Setting up the schema

For convenience, the Dropwizard testing configuration tells the app to initialize the schema itself (here). You can use this same flag for a real deployment, but to do so the API would need to connect to the database as a user with DDL permissions. Instead, it may be preferable to set up the database schema before running the API. The expected schema (found here) is pretty simple, just a single table with 5 columns. You can initialize this with Liquibase or just create the table manually.

Running the Maven plugin

Now that the API is running, you'll want to add the accelerator Maven plugin to your CI builds so that the API gets notified of new snapshot versions. You can add a call to the plugin after the deploy step, to make sure that the publish has succeeded and that the resolved snapshot version is available.

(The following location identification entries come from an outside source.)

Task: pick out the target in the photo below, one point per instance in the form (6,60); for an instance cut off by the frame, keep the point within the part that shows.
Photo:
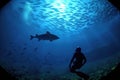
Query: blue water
(92,25)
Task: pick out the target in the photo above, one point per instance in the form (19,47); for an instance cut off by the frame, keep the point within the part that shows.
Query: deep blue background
(92,25)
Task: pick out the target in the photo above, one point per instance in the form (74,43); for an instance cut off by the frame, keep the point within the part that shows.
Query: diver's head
(78,49)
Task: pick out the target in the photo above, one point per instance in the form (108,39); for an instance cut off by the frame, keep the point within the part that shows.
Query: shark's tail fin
(31,37)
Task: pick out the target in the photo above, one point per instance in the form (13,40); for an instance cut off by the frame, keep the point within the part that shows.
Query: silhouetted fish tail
(31,37)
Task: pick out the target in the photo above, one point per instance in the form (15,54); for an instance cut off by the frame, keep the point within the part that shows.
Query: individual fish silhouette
(46,36)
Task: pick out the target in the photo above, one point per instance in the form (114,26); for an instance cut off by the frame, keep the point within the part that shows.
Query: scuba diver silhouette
(77,61)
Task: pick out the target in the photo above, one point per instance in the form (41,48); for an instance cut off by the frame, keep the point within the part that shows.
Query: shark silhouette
(46,36)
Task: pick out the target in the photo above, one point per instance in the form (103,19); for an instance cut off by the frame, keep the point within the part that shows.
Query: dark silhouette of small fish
(46,36)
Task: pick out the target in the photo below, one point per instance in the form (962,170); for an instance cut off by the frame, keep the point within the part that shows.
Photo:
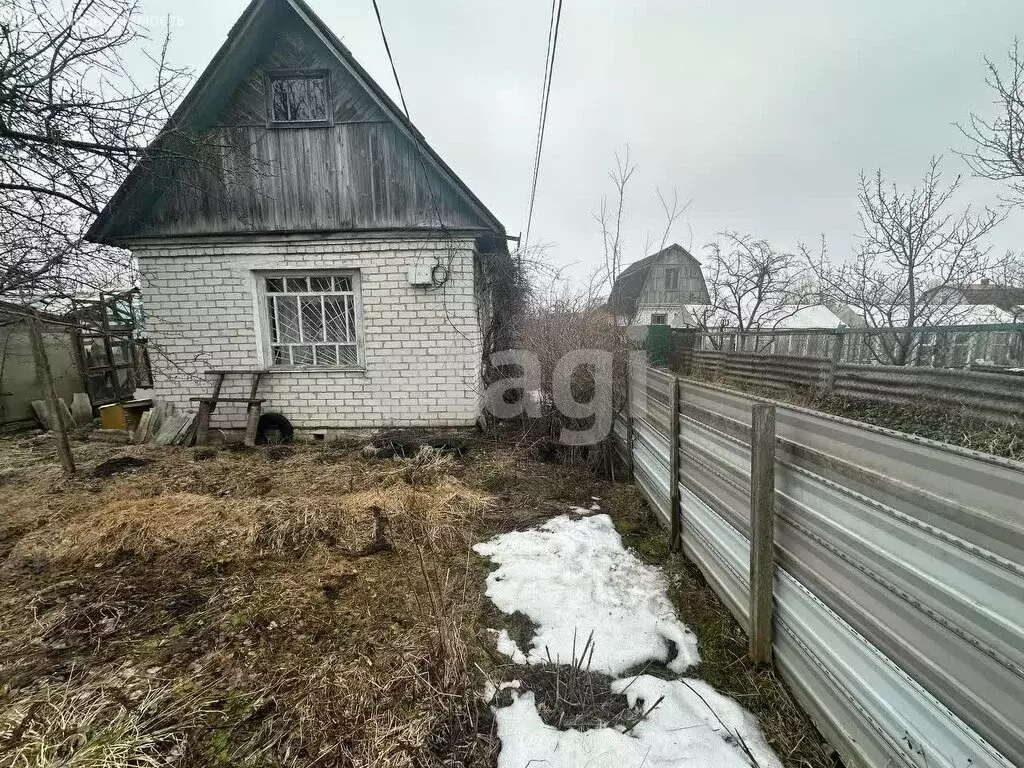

You'll also need to pass the base URL of the API as an environment variable or system property so that the plugin knows where to report to. You can do this by creating a ~/.mavenrc file (which Maven sources before running the build) with the following contents:

#!/bin/bash

export ACCELERATOR_URL='https://myapidomain.com/accelerator'

And then you can add the plugin to your CI script, for example:

mvn -B deploy com.hubspot.snapshots:accelerator-maven-plugin:0.3:report

By default, failure to notify the API will not fail the build. If you want to change this behavior, you can add -Daccelerator.failOnError=true to the Maven arguments.

Using the Maven extension

Now that the API is running and getting notified of new snapshot versions, the last step is to use the accelerator Maven extension. The extension will hit the API at the start of a Maven build to find out about any new snapshot versions. It keeps track of the API offset (so it only needs to fetch a delta) and the latest version of each snapshot via metadata files stored in your local Maven repository. To install the extension, you just need to download it and copy it to your Maven extensions folder:

curl -L -O https://repo1.maven.org/maven2/com/hubspot/snapshots/accelerator-maven-extension/0.3/accelerator-maven-extension-0.3-shaded.jar
mv accelerator-maven-extension-0.3-shaded.jar $M2_HOME/lib/ext

Similar to the plugin install, you'll need to set an environment variable or system property that points at the API. You can achieve this using the same ~/.mavenrc approach. If everything is set up properly, you should see a message like this printed at the start of your next Maven build:

[INFO] Accelerator is healthy, will skip snapshot checks based on accelerator metadata

IDE Compatibility

For this to work in your IDE, make sure the IDE is set to use the same Maven install where you copied the extension JAR. Unfortunately, if you're using IntelliJ, there's a bit more work to do because it doesn't load extension JARs and there's no way we've found to make it do so (feel free to leave feedback on this issue if you want to see this changed). To get around this, you need to copy the extension JAR to the lib folder. But now the problem is that there's no way to make our JAR come first on the classpath, and if it doesn't then the extension won't work. To get around this problem, we also need to replace the maven-resolver-impl JAR with a modified one that doesn't contain org.eclipse.aether.internal.impl.DefaultUpdateCheckManager (the class we override in the extension). We wrote a hacky script (available here) to take care of this (quit IntelliJ before running that script, and re-open after it's done).